Autobomba davanti al tribunale, tentata strage a Smirne

La Turchia resta primo piano nell’attuale strategia della tensione. Oggi un attacco terroristico nel parcheggio riservato ai magistrati del tribunale di Smirne. Prima l’esplosione di un’autobomba, poi un conflitto a fuoco fra polizia e terroristi. Quattro le vittime: un poliziotto, un impiegato del tribunale e due attentatori, un terzo si sarebbe dato alla fuga e sarebbe adesso ricercato dalle autorità turche. Sette persone, fra cui tre poliziotti sarebbero ferite, alcuni in gravi condizioni.

Altri due sospetti sarebbero stati arrestati. Secondo il governatore della regione l’attentato di oggi sarebbe da attribuire al PKK, non si capisce però al momento in base a quali elementi il governatore sarebbe certo della matrice dell’attentato.

La Turchia è sotto attacco contemporaneo di diversi gruppi terroristici e vogliono metterla in ginocchio“, ammette lo stesso presidente, Recep Tayyip Erdogan.

Intanto proseguono le indagini per arrivare all’identificazione del killer “solitario” che a Capodanno ha compiuto una strage alla discoteca Reina di Istanbul, smentita l’ipotesi che si tratti di un cittadini di origini cinesi si torna alla pista araba.
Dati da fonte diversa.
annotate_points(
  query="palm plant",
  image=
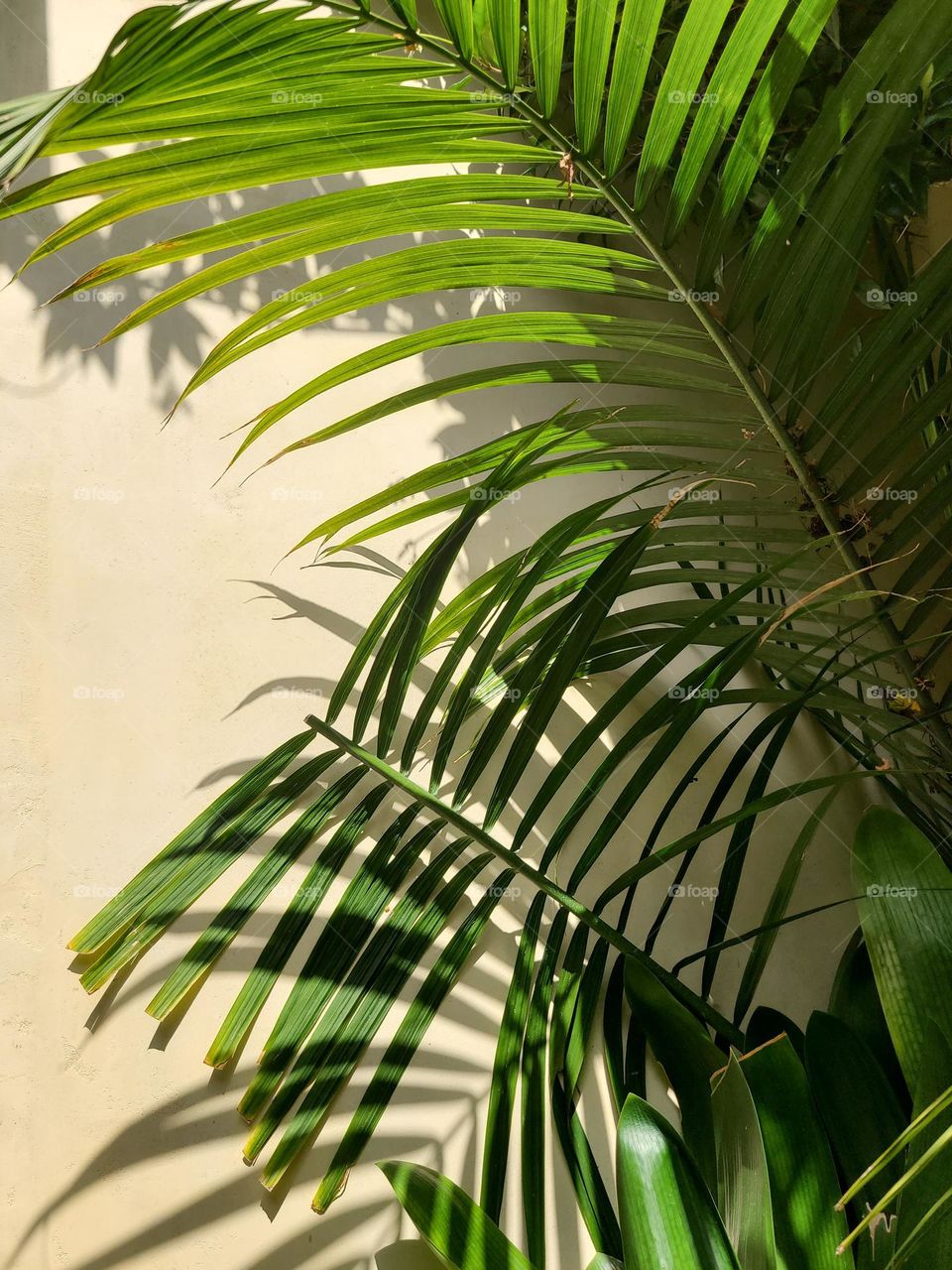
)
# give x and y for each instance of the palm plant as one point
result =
(698, 236)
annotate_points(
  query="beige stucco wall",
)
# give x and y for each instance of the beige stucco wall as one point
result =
(137, 677)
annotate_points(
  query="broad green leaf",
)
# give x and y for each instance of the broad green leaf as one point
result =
(667, 1216)
(688, 1056)
(743, 1180)
(457, 1229)
(802, 1179)
(906, 919)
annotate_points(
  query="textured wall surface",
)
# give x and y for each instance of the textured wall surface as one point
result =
(144, 666)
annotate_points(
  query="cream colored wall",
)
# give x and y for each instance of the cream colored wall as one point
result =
(139, 677)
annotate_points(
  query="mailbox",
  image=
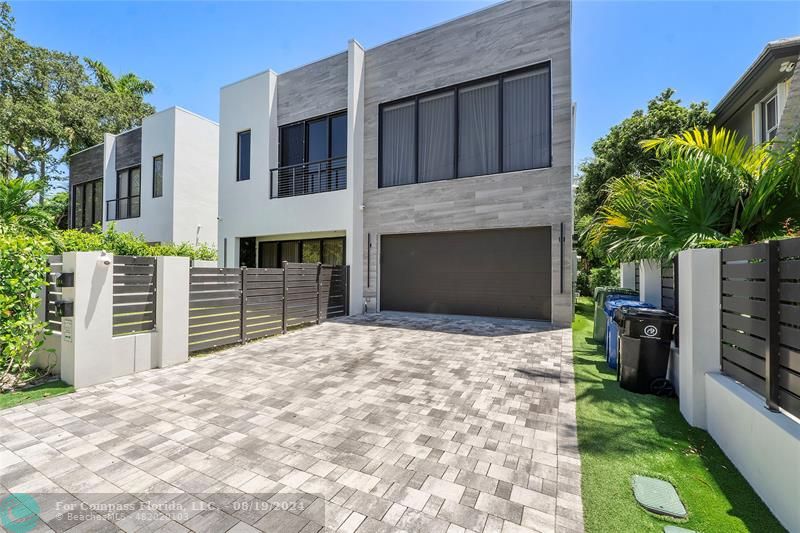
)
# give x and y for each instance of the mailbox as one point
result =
(65, 279)
(64, 308)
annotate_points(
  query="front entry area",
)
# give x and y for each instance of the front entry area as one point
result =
(502, 272)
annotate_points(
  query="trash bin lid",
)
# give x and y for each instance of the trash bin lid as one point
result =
(614, 303)
(647, 313)
(601, 293)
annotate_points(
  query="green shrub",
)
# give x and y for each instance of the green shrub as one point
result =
(605, 276)
(23, 270)
(122, 243)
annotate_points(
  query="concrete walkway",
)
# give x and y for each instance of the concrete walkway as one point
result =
(375, 423)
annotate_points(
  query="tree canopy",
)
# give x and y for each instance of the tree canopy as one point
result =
(619, 152)
(54, 103)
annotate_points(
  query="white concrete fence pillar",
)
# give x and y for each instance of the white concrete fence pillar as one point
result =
(699, 330)
(650, 282)
(172, 311)
(627, 275)
(86, 352)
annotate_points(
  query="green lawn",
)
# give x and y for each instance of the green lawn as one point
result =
(622, 434)
(45, 390)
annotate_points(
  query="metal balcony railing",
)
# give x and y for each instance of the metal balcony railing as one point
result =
(122, 208)
(309, 178)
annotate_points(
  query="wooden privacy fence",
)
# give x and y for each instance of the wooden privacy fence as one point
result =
(53, 292)
(134, 293)
(761, 320)
(230, 305)
(669, 286)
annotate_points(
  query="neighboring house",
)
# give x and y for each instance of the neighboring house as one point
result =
(158, 180)
(437, 165)
(765, 101)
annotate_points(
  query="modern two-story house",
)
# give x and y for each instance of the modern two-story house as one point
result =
(765, 102)
(437, 166)
(158, 180)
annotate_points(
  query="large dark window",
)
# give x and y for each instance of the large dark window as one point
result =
(87, 204)
(313, 157)
(127, 203)
(493, 125)
(243, 156)
(158, 176)
(271, 254)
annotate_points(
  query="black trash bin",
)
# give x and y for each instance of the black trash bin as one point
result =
(644, 348)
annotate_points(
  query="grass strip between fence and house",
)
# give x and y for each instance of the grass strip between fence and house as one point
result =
(39, 392)
(621, 433)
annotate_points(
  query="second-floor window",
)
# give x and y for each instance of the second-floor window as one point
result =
(127, 203)
(87, 204)
(243, 156)
(498, 124)
(313, 156)
(769, 118)
(158, 176)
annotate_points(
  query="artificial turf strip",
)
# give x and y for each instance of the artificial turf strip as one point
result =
(45, 390)
(621, 433)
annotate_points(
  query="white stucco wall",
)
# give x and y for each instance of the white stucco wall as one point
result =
(189, 145)
(194, 201)
(158, 138)
(764, 446)
(245, 208)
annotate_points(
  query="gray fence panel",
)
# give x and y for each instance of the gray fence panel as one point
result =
(134, 294)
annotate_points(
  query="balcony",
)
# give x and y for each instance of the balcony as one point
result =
(122, 208)
(309, 178)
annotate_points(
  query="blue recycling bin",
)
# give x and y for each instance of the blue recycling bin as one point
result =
(612, 329)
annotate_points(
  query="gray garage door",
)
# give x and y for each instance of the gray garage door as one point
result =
(503, 273)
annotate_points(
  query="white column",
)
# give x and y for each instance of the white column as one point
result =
(355, 174)
(699, 311)
(650, 282)
(172, 311)
(627, 275)
(86, 351)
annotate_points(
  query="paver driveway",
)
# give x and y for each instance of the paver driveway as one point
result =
(375, 423)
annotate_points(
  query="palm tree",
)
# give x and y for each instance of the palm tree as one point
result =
(128, 83)
(711, 190)
(20, 214)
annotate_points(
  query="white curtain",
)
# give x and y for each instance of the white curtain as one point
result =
(526, 121)
(398, 144)
(436, 137)
(479, 129)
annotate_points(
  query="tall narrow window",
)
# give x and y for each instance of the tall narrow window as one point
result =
(398, 144)
(769, 118)
(437, 128)
(526, 120)
(243, 156)
(479, 119)
(158, 176)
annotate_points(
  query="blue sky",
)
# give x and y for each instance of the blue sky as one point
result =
(624, 53)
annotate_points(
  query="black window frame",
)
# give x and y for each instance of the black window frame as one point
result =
(455, 89)
(95, 218)
(239, 154)
(129, 197)
(305, 123)
(321, 240)
(159, 157)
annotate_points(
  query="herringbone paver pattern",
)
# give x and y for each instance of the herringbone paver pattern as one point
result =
(374, 423)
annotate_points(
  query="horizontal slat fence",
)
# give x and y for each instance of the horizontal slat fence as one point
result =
(669, 287)
(760, 320)
(263, 302)
(231, 305)
(53, 292)
(134, 294)
(215, 307)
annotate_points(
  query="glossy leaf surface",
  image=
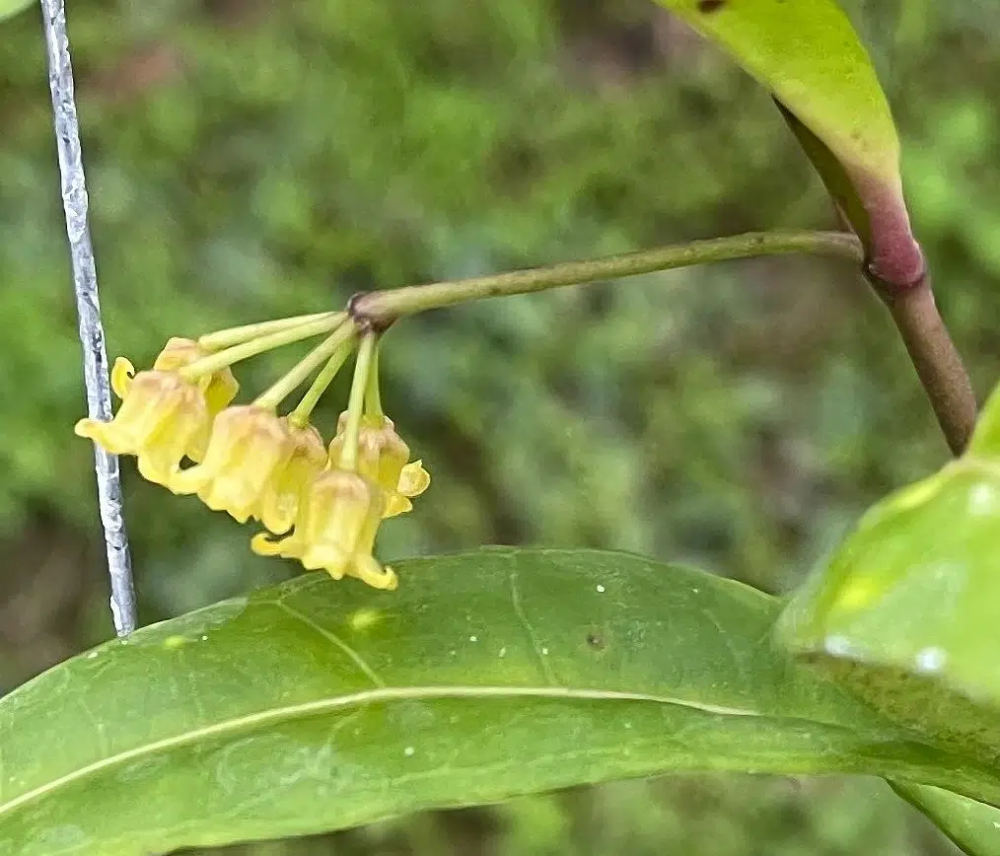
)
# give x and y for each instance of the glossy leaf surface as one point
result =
(319, 705)
(809, 56)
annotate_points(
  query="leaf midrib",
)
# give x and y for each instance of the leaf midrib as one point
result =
(238, 724)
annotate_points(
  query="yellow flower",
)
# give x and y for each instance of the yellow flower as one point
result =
(161, 418)
(382, 458)
(218, 388)
(336, 530)
(249, 449)
(280, 503)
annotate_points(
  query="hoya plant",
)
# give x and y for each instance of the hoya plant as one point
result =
(358, 691)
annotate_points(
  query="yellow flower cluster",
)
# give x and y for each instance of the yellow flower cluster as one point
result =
(326, 503)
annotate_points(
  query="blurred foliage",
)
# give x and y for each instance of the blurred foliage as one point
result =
(249, 159)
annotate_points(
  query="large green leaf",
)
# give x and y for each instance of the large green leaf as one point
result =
(973, 826)
(809, 56)
(321, 705)
(906, 612)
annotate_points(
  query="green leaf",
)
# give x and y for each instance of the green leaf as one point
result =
(905, 615)
(9, 8)
(810, 58)
(320, 705)
(973, 826)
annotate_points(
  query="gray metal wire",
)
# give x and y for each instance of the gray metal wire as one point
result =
(95, 358)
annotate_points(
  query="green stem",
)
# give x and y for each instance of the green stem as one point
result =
(238, 335)
(381, 308)
(229, 356)
(300, 416)
(356, 401)
(284, 387)
(937, 361)
(373, 395)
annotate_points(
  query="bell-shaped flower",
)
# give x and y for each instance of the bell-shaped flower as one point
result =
(249, 446)
(336, 530)
(218, 388)
(160, 419)
(382, 458)
(279, 505)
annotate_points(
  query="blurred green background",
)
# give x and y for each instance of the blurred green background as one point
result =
(250, 159)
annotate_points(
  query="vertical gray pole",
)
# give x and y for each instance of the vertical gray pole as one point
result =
(95, 358)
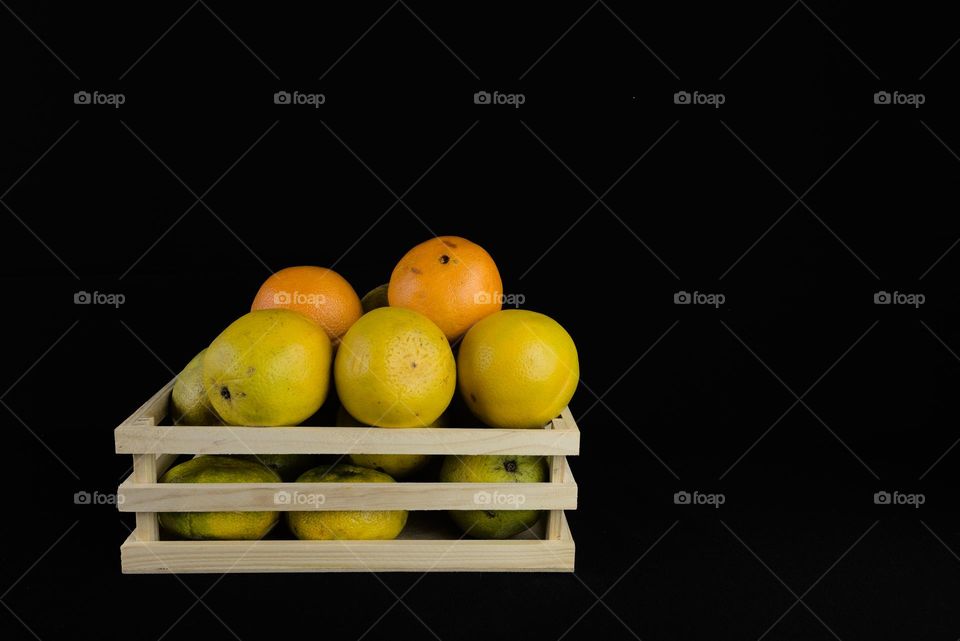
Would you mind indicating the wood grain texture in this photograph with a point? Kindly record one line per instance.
(409, 554)
(285, 497)
(142, 434)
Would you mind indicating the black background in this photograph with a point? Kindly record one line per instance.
(686, 390)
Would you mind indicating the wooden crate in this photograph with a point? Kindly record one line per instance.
(428, 543)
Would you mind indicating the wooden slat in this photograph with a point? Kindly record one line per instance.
(145, 471)
(402, 555)
(559, 468)
(150, 439)
(284, 497)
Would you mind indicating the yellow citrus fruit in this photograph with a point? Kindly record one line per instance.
(395, 368)
(287, 466)
(375, 298)
(189, 404)
(269, 367)
(399, 466)
(517, 368)
(491, 523)
(329, 525)
(222, 526)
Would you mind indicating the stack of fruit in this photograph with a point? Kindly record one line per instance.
(392, 366)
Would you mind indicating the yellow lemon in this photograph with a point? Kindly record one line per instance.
(490, 523)
(189, 404)
(395, 368)
(329, 525)
(399, 466)
(517, 368)
(222, 526)
(269, 367)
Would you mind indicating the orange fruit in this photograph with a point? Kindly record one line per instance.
(320, 294)
(450, 280)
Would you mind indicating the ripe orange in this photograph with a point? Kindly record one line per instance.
(450, 280)
(320, 294)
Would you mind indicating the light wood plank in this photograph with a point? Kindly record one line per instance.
(144, 471)
(402, 555)
(183, 439)
(285, 497)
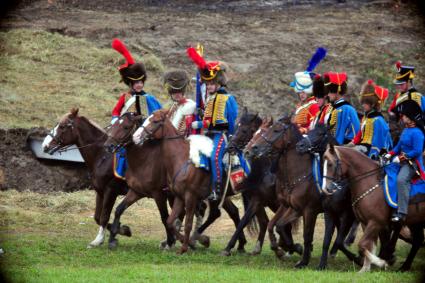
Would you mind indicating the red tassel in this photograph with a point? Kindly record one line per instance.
(120, 47)
(196, 58)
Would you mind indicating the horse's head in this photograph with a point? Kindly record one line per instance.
(152, 128)
(121, 132)
(334, 170)
(276, 138)
(63, 133)
(247, 126)
(316, 140)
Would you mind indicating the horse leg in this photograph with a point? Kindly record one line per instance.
(178, 206)
(353, 233)
(129, 199)
(212, 216)
(233, 212)
(263, 220)
(417, 240)
(161, 203)
(366, 246)
(270, 228)
(309, 224)
(329, 231)
(249, 213)
(190, 205)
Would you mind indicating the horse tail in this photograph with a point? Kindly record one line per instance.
(253, 223)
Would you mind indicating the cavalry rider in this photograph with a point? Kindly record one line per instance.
(133, 75)
(308, 107)
(134, 100)
(374, 134)
(408, 152)
(343, 121)
(221, 110)
(182, 111)
(405, 89)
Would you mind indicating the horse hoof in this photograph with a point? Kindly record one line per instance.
(205, 241)
(299, 249)
(225, 253)
(113, 244)
(125, 231)
(300, 265)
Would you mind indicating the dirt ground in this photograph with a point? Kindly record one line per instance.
(263, 42)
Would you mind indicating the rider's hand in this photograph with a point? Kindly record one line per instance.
(196, 125)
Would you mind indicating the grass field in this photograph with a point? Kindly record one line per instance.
(45, 237)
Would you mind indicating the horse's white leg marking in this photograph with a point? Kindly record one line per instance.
(99, 238)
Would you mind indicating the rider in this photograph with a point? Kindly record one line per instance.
(408, 152)
(182, 111)
(134, 75)
(374, 134)
(343, 121)
(135, 100)
(308, 107)
(220, 114)
(406, 90)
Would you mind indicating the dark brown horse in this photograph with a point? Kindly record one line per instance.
(145, 173)
(368, 201)
(121, 134)
(89, 138)
(258, 187)
(294, 185)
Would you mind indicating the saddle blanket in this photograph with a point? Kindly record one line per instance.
(390, 185)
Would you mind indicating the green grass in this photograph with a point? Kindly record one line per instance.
(45, 239)
(45, 74)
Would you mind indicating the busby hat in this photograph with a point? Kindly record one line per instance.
(303, 81)
(335, 83)
(176, 81)
(318, 86)
(405, 73)
(373, 94)
(412, 110)
(213, 70)
(130, 71)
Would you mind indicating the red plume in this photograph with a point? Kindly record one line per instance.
(120, 47)
(196, 58)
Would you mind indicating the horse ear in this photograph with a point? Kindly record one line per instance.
(74, 112)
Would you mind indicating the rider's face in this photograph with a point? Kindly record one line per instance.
(211, 87)
(178, 96)
(302, 95)
(137, 86)
(402, 87)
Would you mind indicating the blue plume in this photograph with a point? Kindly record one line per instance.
(316, 58)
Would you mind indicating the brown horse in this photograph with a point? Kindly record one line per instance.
(259, 186)
(294, 185)
(89, 138)
(364, 175)
(145, 174)
(121, 134)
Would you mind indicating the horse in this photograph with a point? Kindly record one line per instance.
(89, 139)
(295, 188)
(365, 178)
(335, 205)
(259, 186)
(122, 134)
(145, 173)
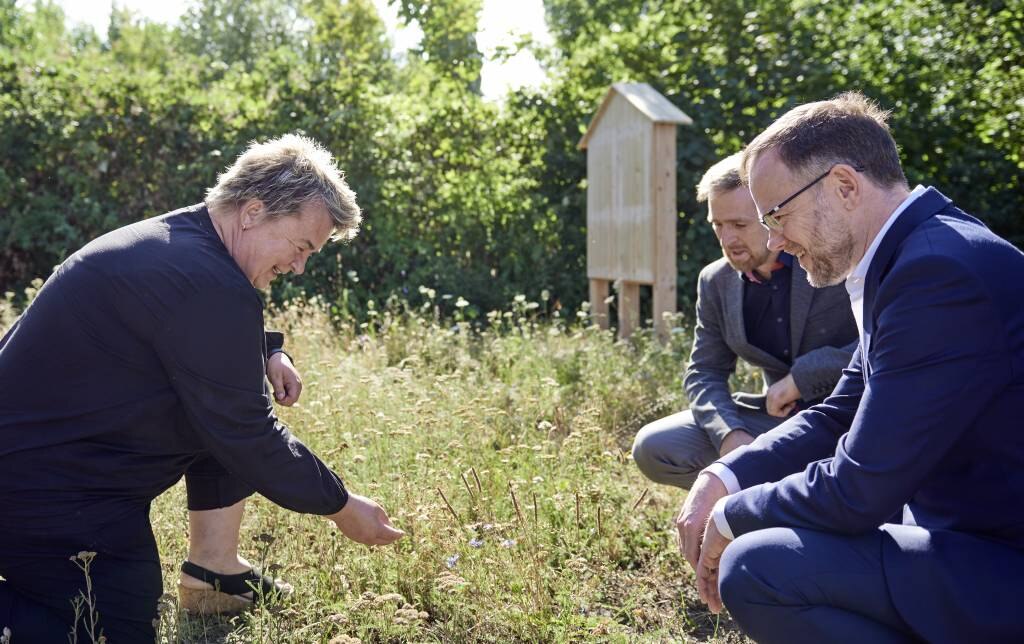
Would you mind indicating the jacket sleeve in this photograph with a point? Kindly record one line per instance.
(808, 436)
(712, 362)
(817, 372)
(212, 351)
(274, 341)
(929, 382)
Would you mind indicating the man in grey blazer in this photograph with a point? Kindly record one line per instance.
(755, 304)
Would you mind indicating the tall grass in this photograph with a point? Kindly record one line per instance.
(503, 453)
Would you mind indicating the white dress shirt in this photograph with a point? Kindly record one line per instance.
(855, 287)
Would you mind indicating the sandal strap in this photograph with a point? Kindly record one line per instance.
(250, 582)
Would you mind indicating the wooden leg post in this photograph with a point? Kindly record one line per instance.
(629, 308)
(598, 304)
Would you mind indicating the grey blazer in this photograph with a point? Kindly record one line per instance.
(822, 333)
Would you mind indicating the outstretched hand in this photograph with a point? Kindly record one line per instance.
(364, 521)
(782, 397)
(284, 379)
(693, 516)
(711, 553)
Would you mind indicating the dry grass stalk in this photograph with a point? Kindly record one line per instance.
(643, 495)
(465, 482)
(449, 505)
(515, 502)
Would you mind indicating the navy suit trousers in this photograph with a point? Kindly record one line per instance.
(795, 586)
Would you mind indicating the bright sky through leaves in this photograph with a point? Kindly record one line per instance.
(502, 24)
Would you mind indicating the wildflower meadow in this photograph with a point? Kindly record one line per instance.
(502, 449)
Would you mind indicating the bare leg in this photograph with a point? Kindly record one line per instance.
(213, 542)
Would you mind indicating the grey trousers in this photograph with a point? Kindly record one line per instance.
(674, 449)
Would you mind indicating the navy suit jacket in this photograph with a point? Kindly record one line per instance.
(924, 433)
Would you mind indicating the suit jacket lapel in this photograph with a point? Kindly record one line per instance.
(924, 207)
(801, 294)
(733, 298)
(736, 328)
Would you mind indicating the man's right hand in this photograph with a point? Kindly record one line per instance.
(735, 438)
(364, 521)
(696, 509)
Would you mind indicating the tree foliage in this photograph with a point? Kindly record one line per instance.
(473, 199)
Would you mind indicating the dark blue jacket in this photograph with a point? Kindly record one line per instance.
(924, 430)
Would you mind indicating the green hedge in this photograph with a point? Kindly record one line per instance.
(471, 199)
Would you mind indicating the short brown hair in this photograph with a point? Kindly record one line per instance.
(286, 173)
(850, 129)
(721, 177)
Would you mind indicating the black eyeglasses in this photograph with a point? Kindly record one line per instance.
(770, 221)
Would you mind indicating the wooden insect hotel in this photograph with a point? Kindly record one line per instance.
(631, 203)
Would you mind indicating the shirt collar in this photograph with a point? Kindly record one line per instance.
(861, 269)
(784, 260)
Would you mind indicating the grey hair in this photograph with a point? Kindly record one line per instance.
(286, 173)
(721, 177)
(849, 128)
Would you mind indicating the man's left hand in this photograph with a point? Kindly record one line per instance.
(782, 397)
(284, 378)
(711, 553)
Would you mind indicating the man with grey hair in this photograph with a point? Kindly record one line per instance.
(891, 512)
(754, 304)
(141, 359)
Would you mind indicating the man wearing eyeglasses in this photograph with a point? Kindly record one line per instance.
(891, 512)
(756, 304)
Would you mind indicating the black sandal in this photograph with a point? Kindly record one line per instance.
(228, 592)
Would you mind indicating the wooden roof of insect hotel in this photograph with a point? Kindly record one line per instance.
(643, 97)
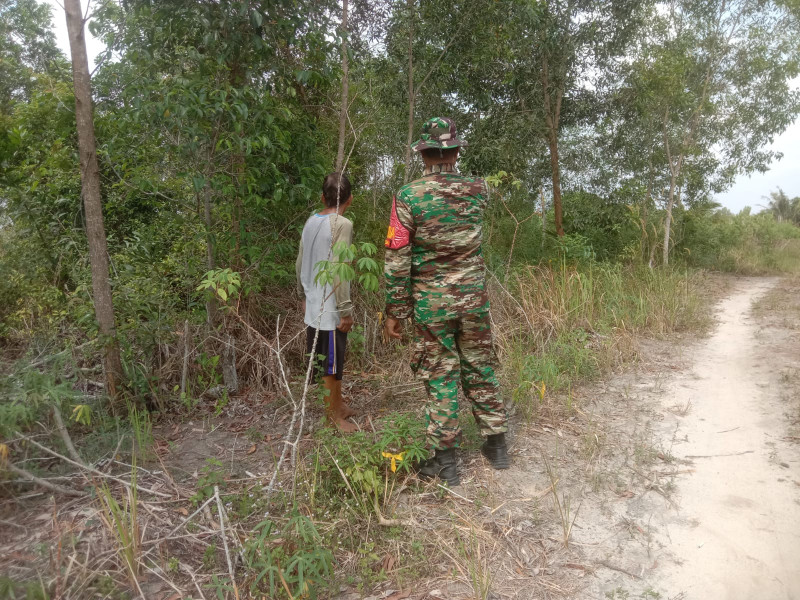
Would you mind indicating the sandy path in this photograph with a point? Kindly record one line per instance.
(738, 531)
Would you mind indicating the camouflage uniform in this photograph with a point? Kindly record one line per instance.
(434, 270)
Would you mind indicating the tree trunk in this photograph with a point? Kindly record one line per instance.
(93, 204)
(668, 218)
(211, 306)
(345, 90)
(411, 92)
(557, 210)
(552, 116)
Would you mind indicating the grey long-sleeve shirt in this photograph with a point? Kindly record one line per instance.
(323, 308)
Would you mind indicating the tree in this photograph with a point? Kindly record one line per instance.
(714, 77)
(93, 203)
(343, 32)
(27, 49)
(784, 208)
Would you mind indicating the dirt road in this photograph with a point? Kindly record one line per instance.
(730, 527)
(740, 530)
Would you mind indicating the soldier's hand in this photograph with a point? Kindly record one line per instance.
(345, 324)
(393, 328)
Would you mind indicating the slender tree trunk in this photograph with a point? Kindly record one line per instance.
(674, 173)
(211, 306)
(552, 116)
(93, 204)
(345, 89)
(411, 92)
(668, 219)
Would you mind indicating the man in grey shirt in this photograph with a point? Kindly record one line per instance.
(327, 307)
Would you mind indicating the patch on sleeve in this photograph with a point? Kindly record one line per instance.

Ma nulla trapela se non frammenti di notizie che fanno percepire una certa difficoltà nelle indagini. Oggi, è questa è la grande novità forse, da diverse parti in Turchia si è accennato alla possibilità che nell’attentato di Capodanno possano essere coinvolti non meglio precisati servizi segreti stranieri. L’unica cosa che avrebbe un senso in questa insensata strategia della tensione.